Tuesday, November 10, 2015

Trapping Boat Research at Hannaford Career Center

In a reprise of last year's class I am back again co-teaching the Hannaford Career Center's STEM class with Jake Burnham.  We brought two trapping boats into class, these built by different trappers than last year's boats.


Earle Bessette with the trapping boat he built in the early 1960s.  He said he copied the boats of a nearby trapper.  This is the smallest trapping boat I have seen, but Earle trapped a very narrow waterway in New Haven, Vermont.  The boat also has a plywood bottom, because as Earle said he didn't want to deal with a leaky bottom.  Smart man.


The other boat comes from the Mulliss farm in Bridport.  It is believe to have been built and used by Orville Mulliss, but we don't know this absolutely.  Its also the largest boat we've looked at and may not have been a trapping boat but used on the lake for fishing.

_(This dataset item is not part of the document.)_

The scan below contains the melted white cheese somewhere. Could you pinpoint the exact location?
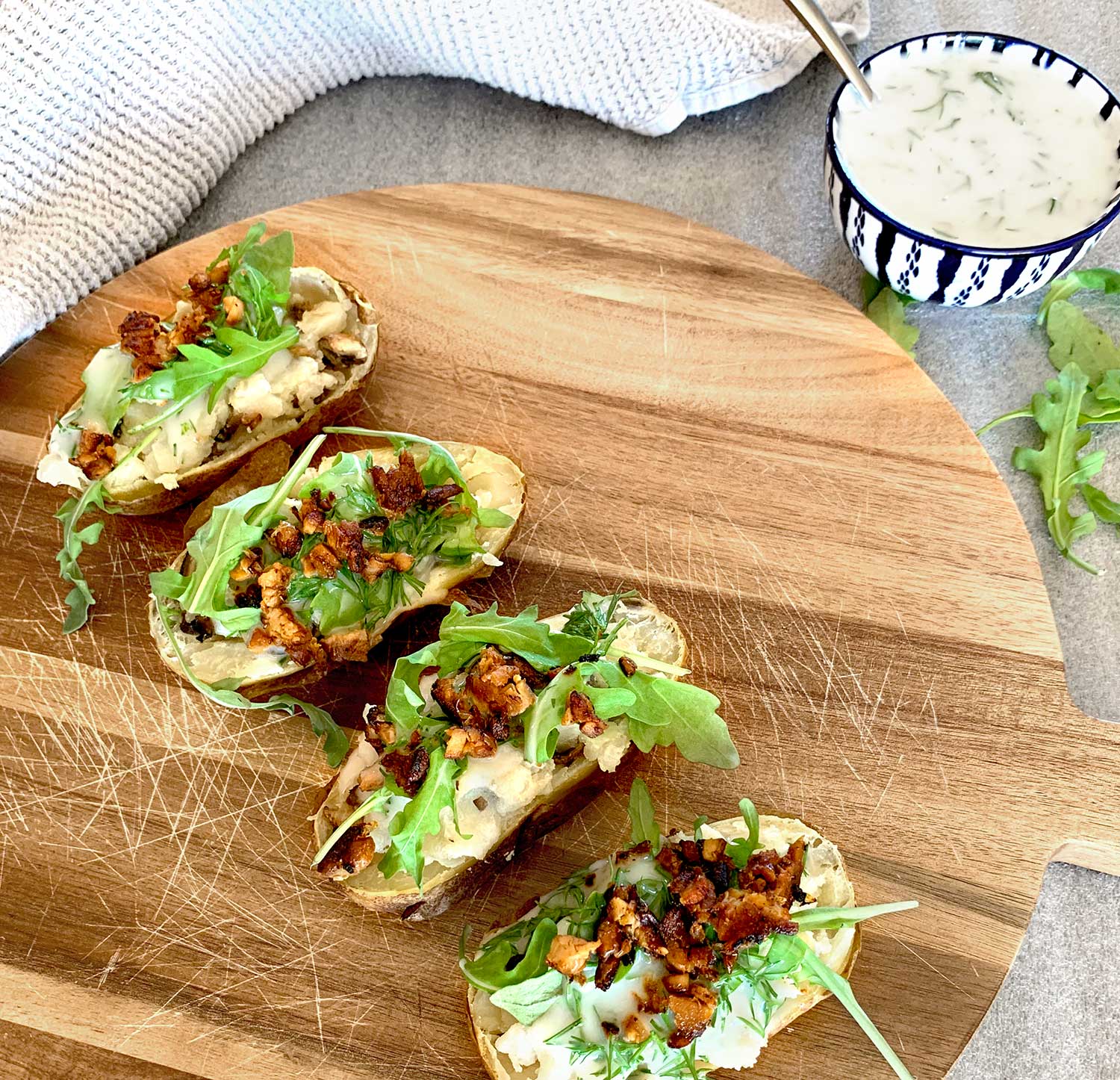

Students got right into taking the lines (measuring) the boats in preparation for drawing them in CAD.


Then came lofting, drawing the boats full-size.  This allows students to correct any errors in the lines-taking, fairing the lines to get as close an approximation of the true boat shape.


Once again we invited Greg Sharrow from the Vermont Folklife Center in to give students a training in oral interviewing techniques.  We interviewed Raymond "Bud" Bodette of Bridport on his memories of trapping and fish shooting.  His family had a trapping camp on the back of their farm.


We also visited the Hatch farm in Panton and looked at six of seven historic trappings boats built by Gerald Hatch from the 1950s to the early 1970s.  His son Pat has given us several interviews over the years and we have built replicas of two of these boats.